That’s the message I just got from WordPress. It is, apparently, this blog’s FOURTH anniversary. This is my fifty second post. Pah ha ha ha ha. Well, we all know – I, thus far, am not a natural blogger but I do actually enjoy it so I shall keep on going.
I started this blog, in part, to be able to get involved with the Blaggers’ Banquet event of which much has been written. I also wanted a way of chatting nonsense whenever I felt like it and I thought that this could be a good way of developing my writing because I do (like so many others) harbour thoughts about someday writing that book.

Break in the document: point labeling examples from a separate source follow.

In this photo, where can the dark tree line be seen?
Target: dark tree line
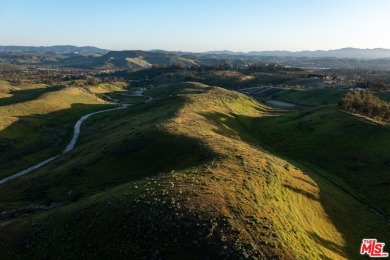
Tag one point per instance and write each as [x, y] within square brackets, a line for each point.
[366, 104]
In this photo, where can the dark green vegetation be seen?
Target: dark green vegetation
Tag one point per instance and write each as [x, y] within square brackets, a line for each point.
[199, 172]
[366, 104]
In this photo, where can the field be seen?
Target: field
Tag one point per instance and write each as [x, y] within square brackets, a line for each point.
[202, 170]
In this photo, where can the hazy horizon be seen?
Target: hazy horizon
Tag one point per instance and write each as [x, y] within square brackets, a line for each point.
[197, 26]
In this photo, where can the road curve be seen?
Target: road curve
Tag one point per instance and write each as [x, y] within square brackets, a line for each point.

I did get very involved with the Banquet and loved every moment but I haven’t, like some of the key Blaggers’ players, gone on to forge a career in food (to be honest, it was clear already then that those who have done; Niamh Shields, Signe Johansen, Mathilde Dewilde– I’m surely forgetting some – were going to do so, what they have done in the past four years is no less impressive though for having been obvious that they were on a course to do it). I love cooking and I’m good at it but I don’t have the absolute passion and dedication for food that these women have so…no surprises then that I’m still only on post number fifty two whilst they have each written, and had published, at least one book since the Banquet.
What have I been doing then? I have ended my career as a band manager, I’ve sent my daughter off to travel the world, sent her off to uni and to live in France (yes yes, I know strictly speaking she has been the one doing the doing but seriously, in managing the trauma of saying goodbye to her time and again I feel as though I’ve been getting a serious emotional and mental workout), I’ve sent my son off to university (equally horrendous), I’ve become (a sometimes uncaring) carer for my father, I’ve successfully held down a job for over three years (which is an enormous achievement for me as I do tend to constantly want to try new things), I’ve been a market trader for three years, been a teacher (knitting), set up knitting groups and encouraged creativity and crafts in people, I’ve listened and talked and listened some more, I’ve met amazing people and made lots of new friends, I’ve also lost a friend who was one of the great loves of my life (through falling out) and am slowly slowly rekindling that friendship, I’ve seen people start new relationships which have blossomed while mine has fallen apart (I’m happy for them, of course), I joined a dating site for all of a month, I’ve spent WAY too much time and energy worrying about my body size and more recently my body shape, actually – just worrying in general, I’ve genuinely enjoyed getting more active through going to the gym and taking dancing classes, I’ve started getting back in to sewing, I’ve laughed, I’ve cried, I’ve ranted and I’ve raged, I’ve travelled a bit more and I’ve been having a lot of fun. Taking the briefest of moments to look back over the past few years, I have to say – I am okay with what I’ve done and how I’ve handled things, there have been a hell of a lot of major changes to my life and I’m still smiling and I have no intention of stopping.
Here’s to the next four years of glorious living (which is to say, the standard ups and downs of anyone living and working in a First World city).
This post is pretty over the top. This is a good thing.